Uczucie satysfakcji i niedosytu - sezon 2014/2015 w wykonaniu Transferu Bydgoszcz
Siatkarze Transferu Bydgoszcz zrealizowali przedsezonowe założenia, kończąc rywalizację w PlusLidze na 5. pozycji. W ekipie znad Brdy uczucie satysfakcji mieszało się jednak z niedosytem.
- Jesteśmy na dobrej drodze, by stworzyć w Bydgoszczy coś między dobrą, a bardzo dobrą drużyną. Wygląda to bardzo obiecująco, ale będzie to specyficzna drużyna. Szukam jakiejś nazwy, która może określić ten zespół. Budujemy drużynę z zawodników, o których myślimy, że mają większy potencjał, niż Wam się wydaje. Stąd właśnie nazwa - Drużyna A. Może wydaje się, że to nie jest dobre połączenie, ale na pewno wyjdzie z tego coś dobrego - tłumaczył swój pomysł na budowę zespołu szkoleniowiec Transferu Bydgoszcz Vital Heynen.
Budowę rozpoczęto od rozstania z zawodnikami, których Belg nie widział w zespole na kolejny sezon. Ekipę znad Brdy pożegnali: Amerykanie Carson Clark i Garrett Muagututia oraz Kubańczycy Yasser Portuondo i Maikel Salas Moreno. Za współpracę podziękowano także Polakom: Bartoszowi Janeczkowi, Marcinowi Wice, Miłoszowi Zniszczołowi oraz Tomaszowi Wieczorkowi.
W ich miejsce sprowadzono z kolei zawodników stanowiących mieszankę wybuchową: znanych z występów w Polsce Jakuba Jarosza i Dawida Gunię, mającego za sobą występy w egzotycznej Indonezji Justina Duffa, znanego szkoleniowcowi z gry w Bundeslidze Andrew Nally'ego, będących wielką niewiadomą Konstantina Cupkovicia i reprezentanta Kanady Stevena Marshalla. Grono nabytków uzupełnił Nikodem Wolański, uznawany za przyszłość polskiej siatkówki. W trakcie sezonu natomiast dołączył doświadczony Dawid Murek, który nie porozumiał się z działaczami AZS Częstochowa i zmuszony był opuścić ekipę spod Jasnej Góry.Weryfikacja potencjału ekipy Transferu nastąpiła dopiero od 9. kolejki rozgrywek. Starcia z PGE Skrą Bełchatów, Asseco Resovią Rzeszów, Jastrzębskim Węglem i ZAKSĄ Kędzierzyn-Koźle potwierdziły, że czołówka w dalszym ciągi pozostaje poza zasięgiem. Późniejszy triumf nad Cerrad Czarnymi Radom pozwolił jedynie na obronę szóstej pozycji po zakończeniu pierwszej rundy PlusLigi.
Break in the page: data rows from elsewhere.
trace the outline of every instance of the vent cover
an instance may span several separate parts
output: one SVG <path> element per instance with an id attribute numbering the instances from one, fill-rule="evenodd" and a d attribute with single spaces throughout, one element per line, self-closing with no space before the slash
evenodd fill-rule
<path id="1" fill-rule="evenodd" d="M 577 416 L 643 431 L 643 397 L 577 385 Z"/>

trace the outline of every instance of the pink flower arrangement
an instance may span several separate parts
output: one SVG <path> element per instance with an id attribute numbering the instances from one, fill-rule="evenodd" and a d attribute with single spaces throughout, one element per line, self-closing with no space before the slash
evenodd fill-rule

- Pierwsza runda dużo nam dała. Można powiedzieć, że z każdym kolejnym meczem rozumiemy się coraz lepiej. Początek sezonu, jak patrzę z obecnej perspektywy, graliśmy nie tak jak byśmy tego oczekiwali, chociaż czuliśmy się dobrze. Ja również nie do końca rozumiałem o co chodzi trenerowi, kiedy mówił, że musimy wejść na inny level. Teraz już wiem co miał na myśli - przyznał w rozmowie z naszym portalem Paweł Woicki po zakończeniu pierwszej części zmagań rundy zasadniczej.
Nadzieje przed fazą rewanżową były spore, bowiem zespół z każdym kolejnym meczem prezentował się coraz lepiej. Do zespołu dołączył też Dawid Murek, który wbrew zapowiedziom sceptyków, okazał się cennym wzmocnieniem. Nadzieje na poprawę pozycji w tabeli dodatkowo zaostrzyła wygrana w Warszawie z AZS Politechniką, uznaną za "czarnego konia" rozgrywek. Właśnie w stolicy rozpoczął się zwycięski marsz bydgoszczan, przerwany na chwilę przez Lotos Trefl Gdańsk. Nikt jednak z tego powodu nie rozdzierał szat, bowiem punkt wywalczony nad morzem uznano za spory sukces, a porażkę, za wypadek przy pracy. Niestety, dla fanów znad Brdy, zwyżki formy nie udało się potwierdzić w konfrontacjach z finansowymi potentatami: PGE Skrą, Asseco Resovia, Jastrzębskim Węglem i ZAKSĄ. Zaledwie jeden punkt wywalczony w tych starciach, zepchnął Transfer na szóstą pozycję.